Asake saved one of his most-talked-about tracks for a room small enough that you could actually see his face when he did it. The Nigerian Afrobeats star performed ‘M$NEY’ live for the very first time at an intimate Spotify concert in London, giving fans in attendance something they didn’t see coming.
‘M$NEY’ has been circulating hard since its release, picking up serious traction across streaming platforms and social media, so the decision to debut it live in an intimate setting rather than a festival stage or arena says something about how Asake is choosing to connect with his audience right now. London has consistently been one of his strongest markets outside Nigeria, and the city’s Afrobeats fanbase has a reputation for showing up loud and knowing every word.
Spotify Sessions-style events like this one tend to create a different kind of energy than a standard headline show. The crowd is smaller, the production is stripped back just enough, and there’s a closeness between the artist and the room that a 10,000-capacity venue simply can’t replicate — which makes a live debut land harder when it happens.

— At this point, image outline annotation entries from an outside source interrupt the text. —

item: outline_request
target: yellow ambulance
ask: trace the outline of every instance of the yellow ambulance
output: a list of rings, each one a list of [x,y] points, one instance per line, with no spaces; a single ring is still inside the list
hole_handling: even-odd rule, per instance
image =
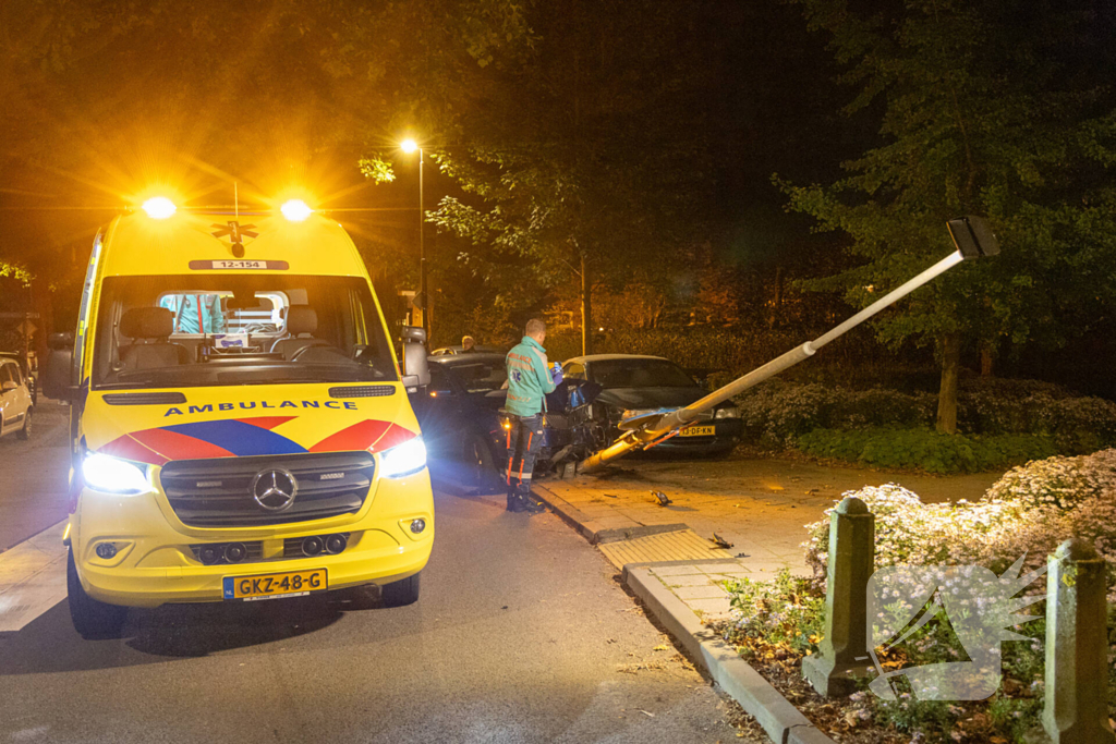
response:
[[[232,211],[230,211],[232,212]],[[85,637],[127,607],[378,584],[419,598],[434,538],[407,389],[364,262],[302,202],[199,213],[152,199],[98,234],[77,332],[45,392],[68,399],[68,589]]]

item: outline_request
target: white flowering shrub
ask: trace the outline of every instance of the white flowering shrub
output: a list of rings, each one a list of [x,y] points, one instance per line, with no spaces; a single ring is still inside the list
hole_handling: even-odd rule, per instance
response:
[[[1014,467],[977,502],[924,504],[895,484],[843,495],[860,499],[876,516],[876,568],[1006,567],[1024,553],[1026,566],[1035,568],[1074,537],[1091,541],[1109,570],[1116,567],[1116,450]],[[825,576],[831,511],[807,525],[804,547],[818,578]]]

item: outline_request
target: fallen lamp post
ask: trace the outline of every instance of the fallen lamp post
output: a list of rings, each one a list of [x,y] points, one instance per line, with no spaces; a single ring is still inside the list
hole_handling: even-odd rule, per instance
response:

For fans who’ve been streaming ‘M$NEY’ on repeat, finally hearing it performed live is a moment that’s been building. The track carries that signature Asake bounce — the melodic Yoruba-inflected delivery, the rhythmic layering that makes his music feel simultaneously spiritual and club-ready — and translating that energy into a live setting for the first time is always a test of whether a song truly has legs beyond the speakers.
Asake has been on a consistent upward trajectory since ‘Mr Money With The Vibe’ put him on the global map, and each release since has been watched closely by both fans and industry observers trying to figure out where his sound is heading. ‘M$NEY’ fits neatly into that conversation, carrying echoes of his earlier work while pushing at the edges of what he’s done before.
The London Afrobeats scene has been vocal about its appreciation for Asake specifically — he’s one of the artists who gets cited when people talk about the genre’s crossover into mainstream UK culture, not just within diaspora communities but across the broader music-listening public. A live debut in that city, in that kind of setting, feels deliberate rather than accidental.

There’s always a split reaction when an artist performs a new track live for the first time. Some fans are thrilled to be in the room for a first, while others who weren’t there immediately take to social media to express that particular flavour of FOMO that only live music creates. Clips from the night have been making their way online, which means the moment is already expanding beyond the people who were physically present.